Issue 92: Incomplete Algorithm Requirements

This page is a snapshot from the LWG issues list, see the Library Active Issues List for more information and the meaning of CD1 status.

92. Incomplete Algorithm Requirements

Section: 26 [algorithms] Status: CD1 Submitter: Nico Josuttis Opened: 1998-09-29 Last modified: 2016-01-28

Priority: Not Prioritized

View other active issues in [algorithms].

View all other issues in [algorithms].

View all issues with CD1 status.

Discussion:

The standard does not state, how often a function object is copied, called, or the order of calls inside an algorithm. This may lead to surprising/buggy behavior.
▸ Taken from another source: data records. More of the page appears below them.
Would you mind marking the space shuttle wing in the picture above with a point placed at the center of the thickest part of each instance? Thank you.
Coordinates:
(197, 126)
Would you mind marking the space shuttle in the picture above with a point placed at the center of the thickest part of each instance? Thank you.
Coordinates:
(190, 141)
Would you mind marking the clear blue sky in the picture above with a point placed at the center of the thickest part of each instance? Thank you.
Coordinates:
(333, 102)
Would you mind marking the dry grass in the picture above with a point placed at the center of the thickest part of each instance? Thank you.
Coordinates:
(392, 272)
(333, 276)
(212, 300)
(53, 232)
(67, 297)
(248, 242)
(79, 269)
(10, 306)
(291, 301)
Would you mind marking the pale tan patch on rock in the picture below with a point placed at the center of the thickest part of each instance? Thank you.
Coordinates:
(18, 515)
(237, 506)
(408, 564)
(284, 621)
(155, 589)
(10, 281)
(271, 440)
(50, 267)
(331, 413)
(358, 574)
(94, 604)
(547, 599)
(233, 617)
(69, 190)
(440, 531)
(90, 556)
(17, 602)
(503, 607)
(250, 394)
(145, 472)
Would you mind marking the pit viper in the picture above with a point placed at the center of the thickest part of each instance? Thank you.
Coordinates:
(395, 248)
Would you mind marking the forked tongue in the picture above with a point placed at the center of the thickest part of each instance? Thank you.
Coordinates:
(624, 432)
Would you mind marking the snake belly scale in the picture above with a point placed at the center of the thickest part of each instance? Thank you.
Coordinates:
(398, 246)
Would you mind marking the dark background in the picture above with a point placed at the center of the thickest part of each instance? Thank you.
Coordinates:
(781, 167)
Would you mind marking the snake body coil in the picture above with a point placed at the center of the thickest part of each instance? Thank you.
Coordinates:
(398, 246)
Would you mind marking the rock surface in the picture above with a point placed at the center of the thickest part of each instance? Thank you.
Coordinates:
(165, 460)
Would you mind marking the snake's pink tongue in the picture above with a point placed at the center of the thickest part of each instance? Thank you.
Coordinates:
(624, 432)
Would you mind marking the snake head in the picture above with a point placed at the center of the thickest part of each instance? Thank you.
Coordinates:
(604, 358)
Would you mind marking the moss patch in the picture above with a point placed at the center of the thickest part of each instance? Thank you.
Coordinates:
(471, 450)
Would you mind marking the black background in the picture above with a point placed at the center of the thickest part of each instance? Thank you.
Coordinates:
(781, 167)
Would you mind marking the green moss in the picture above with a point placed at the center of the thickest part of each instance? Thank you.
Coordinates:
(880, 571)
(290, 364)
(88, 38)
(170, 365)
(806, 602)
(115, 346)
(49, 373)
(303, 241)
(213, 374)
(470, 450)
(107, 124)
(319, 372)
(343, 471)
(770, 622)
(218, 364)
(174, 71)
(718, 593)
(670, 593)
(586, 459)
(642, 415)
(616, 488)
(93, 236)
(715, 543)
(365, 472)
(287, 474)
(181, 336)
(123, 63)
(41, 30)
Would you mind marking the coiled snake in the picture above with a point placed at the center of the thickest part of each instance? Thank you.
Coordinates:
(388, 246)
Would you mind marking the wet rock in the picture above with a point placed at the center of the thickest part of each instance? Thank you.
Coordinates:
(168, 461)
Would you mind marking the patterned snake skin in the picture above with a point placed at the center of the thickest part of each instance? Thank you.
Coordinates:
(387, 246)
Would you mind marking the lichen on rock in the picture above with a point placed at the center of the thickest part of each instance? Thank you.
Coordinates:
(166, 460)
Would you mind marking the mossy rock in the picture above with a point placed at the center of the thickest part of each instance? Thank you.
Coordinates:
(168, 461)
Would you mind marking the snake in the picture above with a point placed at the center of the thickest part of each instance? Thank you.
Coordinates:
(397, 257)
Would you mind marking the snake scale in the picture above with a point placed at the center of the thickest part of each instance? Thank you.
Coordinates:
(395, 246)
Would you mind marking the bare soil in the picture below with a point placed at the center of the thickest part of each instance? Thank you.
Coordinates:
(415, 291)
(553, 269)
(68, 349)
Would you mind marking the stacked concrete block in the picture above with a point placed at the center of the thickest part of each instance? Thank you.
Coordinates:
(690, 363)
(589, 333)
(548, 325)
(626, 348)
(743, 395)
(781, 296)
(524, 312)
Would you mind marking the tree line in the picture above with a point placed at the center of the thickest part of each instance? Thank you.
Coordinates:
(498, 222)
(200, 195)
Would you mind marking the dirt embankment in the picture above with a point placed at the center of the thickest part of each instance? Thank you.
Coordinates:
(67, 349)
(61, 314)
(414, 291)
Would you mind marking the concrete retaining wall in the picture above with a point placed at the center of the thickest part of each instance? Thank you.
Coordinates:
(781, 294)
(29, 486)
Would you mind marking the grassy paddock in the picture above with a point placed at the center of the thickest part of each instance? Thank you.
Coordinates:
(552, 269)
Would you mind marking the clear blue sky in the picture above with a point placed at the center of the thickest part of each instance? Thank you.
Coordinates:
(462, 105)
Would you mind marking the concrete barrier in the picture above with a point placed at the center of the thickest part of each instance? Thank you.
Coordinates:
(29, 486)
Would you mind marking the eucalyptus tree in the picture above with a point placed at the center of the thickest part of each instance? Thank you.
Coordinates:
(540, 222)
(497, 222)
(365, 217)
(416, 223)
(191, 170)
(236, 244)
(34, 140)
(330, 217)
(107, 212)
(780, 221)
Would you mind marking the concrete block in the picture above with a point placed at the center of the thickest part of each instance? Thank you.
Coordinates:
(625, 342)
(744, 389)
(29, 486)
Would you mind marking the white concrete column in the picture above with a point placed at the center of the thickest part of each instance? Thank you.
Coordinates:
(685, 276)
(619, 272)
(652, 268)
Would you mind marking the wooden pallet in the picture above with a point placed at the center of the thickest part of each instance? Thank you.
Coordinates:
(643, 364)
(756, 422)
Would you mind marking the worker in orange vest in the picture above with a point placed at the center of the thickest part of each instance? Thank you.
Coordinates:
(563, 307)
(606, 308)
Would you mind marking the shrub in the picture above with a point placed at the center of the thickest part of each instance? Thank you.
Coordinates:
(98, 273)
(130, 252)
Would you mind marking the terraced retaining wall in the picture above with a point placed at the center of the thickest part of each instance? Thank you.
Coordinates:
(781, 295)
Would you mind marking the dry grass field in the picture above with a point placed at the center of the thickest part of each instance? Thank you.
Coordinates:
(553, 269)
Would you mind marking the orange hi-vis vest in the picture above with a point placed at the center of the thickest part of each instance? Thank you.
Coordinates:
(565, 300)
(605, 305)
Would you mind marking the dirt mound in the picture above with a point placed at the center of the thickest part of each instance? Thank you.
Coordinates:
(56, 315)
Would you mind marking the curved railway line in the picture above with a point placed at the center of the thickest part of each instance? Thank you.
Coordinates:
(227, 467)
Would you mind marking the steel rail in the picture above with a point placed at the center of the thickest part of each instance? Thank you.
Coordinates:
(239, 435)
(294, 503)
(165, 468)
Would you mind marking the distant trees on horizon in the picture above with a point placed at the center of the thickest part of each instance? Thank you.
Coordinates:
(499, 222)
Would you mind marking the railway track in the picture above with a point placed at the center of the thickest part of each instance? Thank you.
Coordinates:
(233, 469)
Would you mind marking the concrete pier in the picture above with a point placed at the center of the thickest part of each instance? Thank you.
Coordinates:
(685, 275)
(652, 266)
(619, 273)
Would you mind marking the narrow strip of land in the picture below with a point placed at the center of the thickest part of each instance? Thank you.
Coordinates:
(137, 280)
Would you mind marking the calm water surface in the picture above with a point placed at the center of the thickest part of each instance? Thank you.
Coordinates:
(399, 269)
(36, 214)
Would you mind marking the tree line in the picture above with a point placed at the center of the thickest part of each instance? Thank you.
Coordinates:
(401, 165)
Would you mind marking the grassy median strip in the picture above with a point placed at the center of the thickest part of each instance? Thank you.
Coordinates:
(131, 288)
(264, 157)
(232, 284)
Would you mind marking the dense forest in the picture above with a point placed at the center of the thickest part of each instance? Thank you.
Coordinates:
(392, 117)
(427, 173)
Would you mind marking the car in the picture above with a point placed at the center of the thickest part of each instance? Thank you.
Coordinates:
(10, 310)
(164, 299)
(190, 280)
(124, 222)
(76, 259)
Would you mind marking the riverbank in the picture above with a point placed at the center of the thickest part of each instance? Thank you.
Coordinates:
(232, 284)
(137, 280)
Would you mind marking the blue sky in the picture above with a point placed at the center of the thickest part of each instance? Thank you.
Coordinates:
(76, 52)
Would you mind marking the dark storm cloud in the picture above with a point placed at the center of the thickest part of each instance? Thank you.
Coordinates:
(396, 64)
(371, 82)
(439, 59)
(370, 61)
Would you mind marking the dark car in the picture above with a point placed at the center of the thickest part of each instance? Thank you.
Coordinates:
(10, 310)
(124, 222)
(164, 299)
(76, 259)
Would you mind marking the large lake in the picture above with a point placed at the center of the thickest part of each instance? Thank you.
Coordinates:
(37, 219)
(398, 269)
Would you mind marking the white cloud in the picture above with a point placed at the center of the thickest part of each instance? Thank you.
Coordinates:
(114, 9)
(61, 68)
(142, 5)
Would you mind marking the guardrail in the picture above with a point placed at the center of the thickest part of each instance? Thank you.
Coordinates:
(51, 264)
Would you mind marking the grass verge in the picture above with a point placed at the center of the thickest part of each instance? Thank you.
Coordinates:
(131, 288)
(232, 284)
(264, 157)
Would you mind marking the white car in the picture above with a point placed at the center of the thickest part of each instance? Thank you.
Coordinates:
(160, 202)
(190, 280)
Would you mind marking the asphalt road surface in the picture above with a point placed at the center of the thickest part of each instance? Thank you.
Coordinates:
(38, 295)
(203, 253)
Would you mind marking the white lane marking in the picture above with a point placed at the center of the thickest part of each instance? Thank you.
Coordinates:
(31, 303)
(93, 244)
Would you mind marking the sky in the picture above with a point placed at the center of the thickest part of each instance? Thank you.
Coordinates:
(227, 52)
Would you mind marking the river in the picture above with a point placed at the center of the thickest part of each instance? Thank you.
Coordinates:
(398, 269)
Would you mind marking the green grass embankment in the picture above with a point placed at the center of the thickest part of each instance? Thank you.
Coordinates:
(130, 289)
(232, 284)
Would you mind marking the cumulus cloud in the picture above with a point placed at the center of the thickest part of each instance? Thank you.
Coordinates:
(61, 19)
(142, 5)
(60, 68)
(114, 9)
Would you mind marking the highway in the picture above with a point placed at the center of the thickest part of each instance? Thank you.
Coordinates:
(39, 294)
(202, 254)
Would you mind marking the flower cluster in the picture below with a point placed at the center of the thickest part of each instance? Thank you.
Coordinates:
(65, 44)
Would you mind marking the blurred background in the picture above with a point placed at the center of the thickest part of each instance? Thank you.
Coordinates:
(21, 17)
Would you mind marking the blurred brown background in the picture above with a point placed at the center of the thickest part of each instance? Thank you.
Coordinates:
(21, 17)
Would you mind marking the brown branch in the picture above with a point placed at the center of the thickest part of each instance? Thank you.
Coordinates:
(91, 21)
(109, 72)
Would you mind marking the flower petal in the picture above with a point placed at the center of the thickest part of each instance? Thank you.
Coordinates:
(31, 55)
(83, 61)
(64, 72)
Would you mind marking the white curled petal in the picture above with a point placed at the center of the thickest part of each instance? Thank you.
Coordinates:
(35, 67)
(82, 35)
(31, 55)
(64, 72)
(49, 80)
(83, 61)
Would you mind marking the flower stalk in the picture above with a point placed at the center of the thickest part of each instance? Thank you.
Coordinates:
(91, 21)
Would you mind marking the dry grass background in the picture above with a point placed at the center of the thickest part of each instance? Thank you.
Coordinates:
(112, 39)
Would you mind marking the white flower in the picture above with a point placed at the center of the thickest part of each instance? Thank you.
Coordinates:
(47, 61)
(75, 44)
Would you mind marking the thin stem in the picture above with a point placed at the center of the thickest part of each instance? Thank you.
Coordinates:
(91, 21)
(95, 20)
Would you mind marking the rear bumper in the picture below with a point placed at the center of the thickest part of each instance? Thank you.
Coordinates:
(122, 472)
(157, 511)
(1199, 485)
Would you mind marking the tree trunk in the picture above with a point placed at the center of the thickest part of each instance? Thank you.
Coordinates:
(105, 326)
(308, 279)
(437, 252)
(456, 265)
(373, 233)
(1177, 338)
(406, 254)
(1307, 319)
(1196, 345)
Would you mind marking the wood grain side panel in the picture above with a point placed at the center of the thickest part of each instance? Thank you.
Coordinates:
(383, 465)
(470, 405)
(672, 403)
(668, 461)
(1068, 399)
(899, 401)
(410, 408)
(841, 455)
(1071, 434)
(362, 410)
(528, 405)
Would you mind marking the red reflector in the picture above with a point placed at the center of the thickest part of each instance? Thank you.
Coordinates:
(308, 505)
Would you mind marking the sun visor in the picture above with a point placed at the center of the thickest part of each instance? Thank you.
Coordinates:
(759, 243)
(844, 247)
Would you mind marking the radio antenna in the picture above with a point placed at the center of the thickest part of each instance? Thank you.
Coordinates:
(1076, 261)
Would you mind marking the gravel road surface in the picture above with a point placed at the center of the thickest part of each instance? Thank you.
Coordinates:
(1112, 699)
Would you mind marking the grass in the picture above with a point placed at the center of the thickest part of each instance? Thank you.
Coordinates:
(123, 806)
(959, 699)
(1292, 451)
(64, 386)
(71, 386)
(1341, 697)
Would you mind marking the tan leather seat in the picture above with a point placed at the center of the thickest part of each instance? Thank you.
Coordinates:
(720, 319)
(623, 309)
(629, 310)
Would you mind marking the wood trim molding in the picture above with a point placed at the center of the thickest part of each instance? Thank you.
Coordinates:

Consider the following example:

class Nth {    // function object that returns true for the nth element 
  private: 
    int nth;     // element to return true for 
    int count;   // element counter 
  public: 
    Nth (int n) : nth(n), count(0) { 
    } 
    bool operator() (int) { 
        return ++count == nth; 
    } 
}; 
.... 
// remove third element 
    list<int>::iterator pos; 
    pos = remove_if(coll.begin(),coll.end(),  // range 
                    Nth(3)),                  // remove criterion 
    coll.erase(pos,coll.end());

This call, in fact removes the 3rd AND the 6th element. This happens because the usual implementation of the algorithm copies the function object internally:

template <class ForwIter, class Predicate> 
ForwIter std::remove_if(ForwIter beg, ForwIter end, Predicate op) 
{ 
    beg = find_if(beg, end, op); 
    if (beg == end) { 
        return beg; 
    } 
    else { 
        ForwIter next = beg; 
        return remove_copy_if(++next, end, beg, op); 
    } 
}

The algorithm uses find_if() to find the first element that should be removed. However, it then uses a copy of the passed function object to process the resulting elements (if any). Here, Nth is used again and removes also the sixth element. This behavior compromises the advantage of function objects being able to have a state. Without any cost it could be avoided (just implement it directly instead of calling find_if()).

Proposed resolution:

Add a new paragraph following 26 [algorithms] paragraph 8:

[Note: Unless otherwise specified, algorithms that take function objects as arguments are permitted to copy those function objects freely. Programmers for whom object identity is important should consider using a wrapper class that points to a noncopied implementation object, or some equivalent solution.]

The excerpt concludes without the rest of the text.